Wiele z moich historii napisało życie. Ja nadałam im tylko formę literacką, ubarwiłam odrobinę, podkreśliłam emocje, zabrałam w inny zakątek świta, czasami dopisałam zakończenie. Debiutowałam w 2012 roku powieścią „Niepamięć”. Tę historię napisało życie. Miałam kiedyś pacjentkę z niepamięcią wsteczną. Przyszło nam przejść razem przez wszystko – lęk, niepokój, przerażenie, powoli powracające obraz z przeszłości, luki w pamięci wypełniane konfabulacjami, strach, że te powoli wyłaniające się z niepamięci życie może być gorsze od tego tu i teraz. Do tej napisanej przez życie historii dodałam tylko trzy niepowtarzalne miłości, wielką przyjaźń i wakacyjną Chorwację. Historie z życia były też inspiracją do napisania powieści „Nie ma nieba”, „ Niemoralna gra” i „ Trzy razy miłość”.

Choć z wykształcenia jest Pani lekarką, dziś w dorobku literackim ma Pani już dziewięć powieści. Czym zatem jest dla Pani pisanie: hobby, rozrywką, pasją czy może sposobem na chwilową ucieczkę od otaczających problemów?

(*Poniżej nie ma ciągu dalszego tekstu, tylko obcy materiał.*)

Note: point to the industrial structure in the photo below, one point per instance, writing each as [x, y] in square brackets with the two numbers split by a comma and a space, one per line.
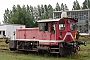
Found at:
[83, 17]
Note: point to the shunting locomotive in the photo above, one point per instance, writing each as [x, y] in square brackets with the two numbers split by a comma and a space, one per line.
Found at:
[53, 35]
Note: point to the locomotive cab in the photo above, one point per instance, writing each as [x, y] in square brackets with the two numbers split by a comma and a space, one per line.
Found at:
[67, 29]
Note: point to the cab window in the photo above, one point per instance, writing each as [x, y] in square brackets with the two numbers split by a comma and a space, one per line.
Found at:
[52, 28]
[62, 25]
[72, 25]
[43, 26]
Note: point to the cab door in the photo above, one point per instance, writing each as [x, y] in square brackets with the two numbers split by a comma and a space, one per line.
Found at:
[62, 31]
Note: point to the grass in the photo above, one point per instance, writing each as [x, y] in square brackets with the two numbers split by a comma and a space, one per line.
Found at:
[83, 54]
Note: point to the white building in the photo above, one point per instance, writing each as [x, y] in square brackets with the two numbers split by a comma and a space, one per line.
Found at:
[8, 29]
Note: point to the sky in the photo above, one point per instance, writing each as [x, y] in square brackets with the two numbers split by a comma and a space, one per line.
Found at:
[4, 4]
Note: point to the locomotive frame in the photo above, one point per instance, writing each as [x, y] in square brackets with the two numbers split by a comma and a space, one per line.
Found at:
[53, 35]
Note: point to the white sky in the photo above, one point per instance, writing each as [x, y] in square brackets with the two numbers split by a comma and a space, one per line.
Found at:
[9, 3]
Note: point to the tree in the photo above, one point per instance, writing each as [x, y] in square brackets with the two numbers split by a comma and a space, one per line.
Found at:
[86, 4]
[50, 11]
[46, 12]
[76, 5]
[20, 15]
[65, 7]
[57, 7]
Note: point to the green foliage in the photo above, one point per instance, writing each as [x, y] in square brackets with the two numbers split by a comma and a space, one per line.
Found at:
[76, 5]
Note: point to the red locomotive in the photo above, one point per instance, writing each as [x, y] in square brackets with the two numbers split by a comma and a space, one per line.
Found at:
[52, 35]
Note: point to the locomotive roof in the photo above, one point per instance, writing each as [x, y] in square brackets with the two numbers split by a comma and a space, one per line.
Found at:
[49, 20]
[53, 20]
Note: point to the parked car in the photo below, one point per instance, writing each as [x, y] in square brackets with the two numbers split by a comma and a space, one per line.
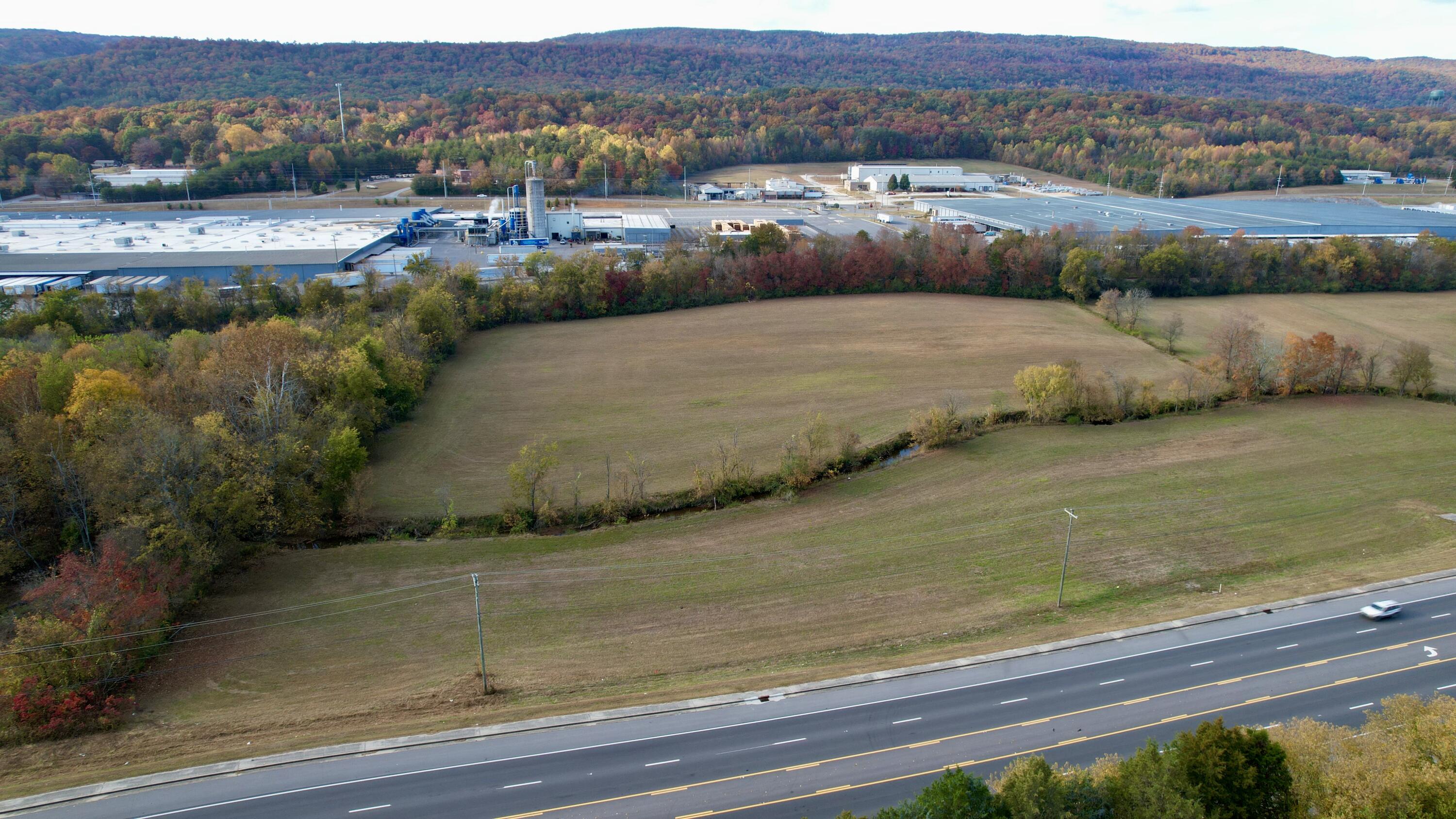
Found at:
[1381, 610]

Pisanie jest dla mnie przed wszystkim pasją. Piszę od dawna. Kiedyś pisałam do szuflady. Sporo w niej jest jeszcze rzeczy, których nikt nie zna. Na początku pisanie było odskocznią od rzeczywistości, oddechem po ciężki dniu, antidotum na wszelkie zło. Z czasem stało się drugim zawodem. Czuję się w takim samych stopniu lekarzem, co pisarzem. Z żadnego z tych zawodów nie potrafię zrezygnować, żadnego się wyrzec. Oba są mi potrzebne do życia jak powietrze. Czasami myślę, że ja mam dwie jaźnie. Mam dwie dusze w jednym ciele. Jako lekarz jestem poukładania i profesjonalna, poważna, systematyczna, wymagająca i zapewne nudna. Wciśnięta w wąskie ramy godzin przyjęć i terminy wizyt domowych. Jako pisarz mam niczym nieskrępowaną wyobraźnię, nienormowany czas pracy, poczucie wolności. Lubię, jak wiatr wieje mi w żagle i skrzydła rosną u ramion jak teraz, tuż przed premierą.

A dokąd zabierze Pani swoich czytelników następnym razem?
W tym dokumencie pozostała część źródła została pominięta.